Robert J. Bradbury (
Thu, 19 Aug 1999 08:51:01 -0700 (PDT)

> Anders wrote:

> I wrote:
> > The question comes down to *survival* in your ecological niche.

This becomes even *more* interesting if you realize that you not only have niches in space, but niches in time. With the capacities of an SI, they could predict the niche developments. So, SIs that use all their thought resources to master a current niche may be ill-equipped to master an emerging niche. For example, I, being a short term kind of guy might devote my resources to dominating the period when stars still burn (the "Bradbury era") Anders on the other hand, being a deeper thinker, could go off to some dark and remote corner of the universe and use resources that I'm unaware of or unconcerned about and plan for the day when the stars are all dead and only the black holes remain as power sources. This will eventually become known as the "Sandberg era".

The question becomes, as these eras proceed, they presumably become more "complex". Does the increase in complexity *guarantee* an increasing number of niches (for lesser SIs, life forms, etc.) or at some point (when you have the power to manipulate everything) do you simplify everything into a "perfect structure". [You could view the perfect structure at many levels -- atomic, molecular planetary, solar system, galaxy, etc.] This question would seem to revolve around whether you can structure (by design) completely controlled energy flows to do useful work. Niches exist today because the evolution of the universe creates opportunities to harvest those flows. But in the current situation (as we can view it), the evolution of life, intelligence, etc. is always playing "catch up". Do we get to a point where we have the capacity to design and build the entire structure from scratch?(!) It won't work if the structure has infinite complexity, but if much of the design is mostly simple copies of subunits, this seems feasible.
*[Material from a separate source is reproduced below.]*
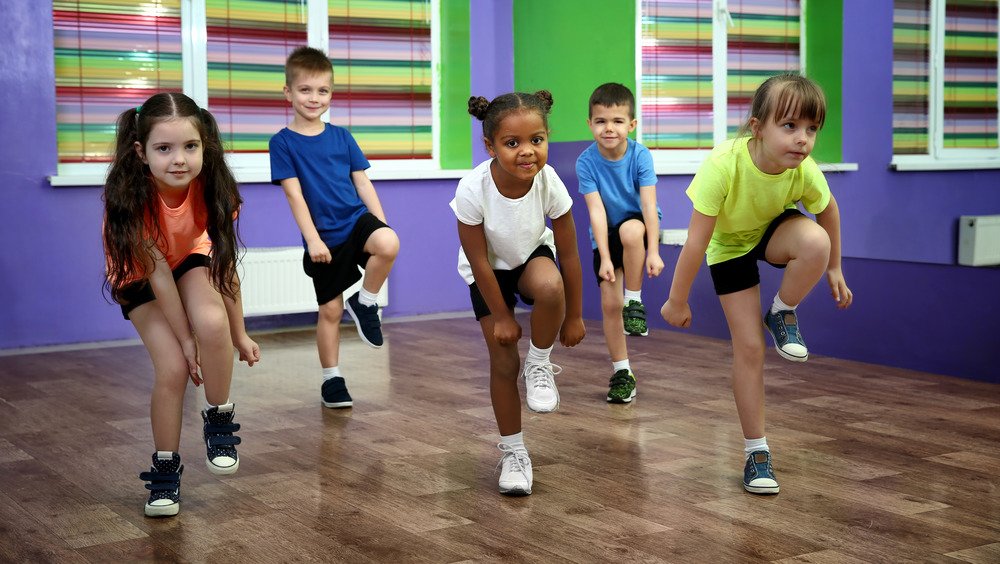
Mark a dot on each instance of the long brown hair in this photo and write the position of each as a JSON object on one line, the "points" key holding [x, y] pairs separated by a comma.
{"points": [[131, 204]]}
So is the game really to restructure the universe into a perfect structure?

> > If SIs know all the laws of physics, how the universe works,
> > are able to watch & simulate any potential dangers, know that
> > the "magical fantasy worlds" are nothing but senseless diversions
> > for the uploads, etc. then *why not sleep*?

If you attain the "perfect structure", then there isn't much else to do.
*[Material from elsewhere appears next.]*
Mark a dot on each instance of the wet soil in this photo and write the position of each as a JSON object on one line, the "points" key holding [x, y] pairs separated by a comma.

> If we assume that SIs are hardcore realists (they all are decendants
> from Carter-Zimmerman polis) and avoid such fantasies,

You have lost me here, got a pointer?

> then the question is whether there are an endless supply of questions
> about the physical universe to explore.

If the universe is finite then it should be "knowable" within the limits of your storage technologies. If the laws it operates on are limited, then these should become known as well.

> This seems to relate to how complex it can be. It seems that
> the most complex systems around in this scenario are the SIs
> themselves, and their activities and artefacts.

The SIs can certainly make themselves complex by allowing niches to exist and allowing/promoting the evolution of energy harvesters into them. There would seem however to be a limit on how little energy you can use to do something useful with. That would seem to limit the complexity.

> I can't see any reason why not they could get involved in endless
> coevolutionary races towards increasing complexity, that are both
> relevant for their survival and interesting

I think the key term is "endless". Of course you can always setup the game so you end up with move, counter-move (i.e. an endless game of chess). But if complexity has to be based in reality (i.e. energy & matter), then I think there are physical limits to how much it can increase.

The thing which is unclear to me is whether I can create a "perfect structure" in the Bradbury era and that prevents the Sandberg era from ever arriving?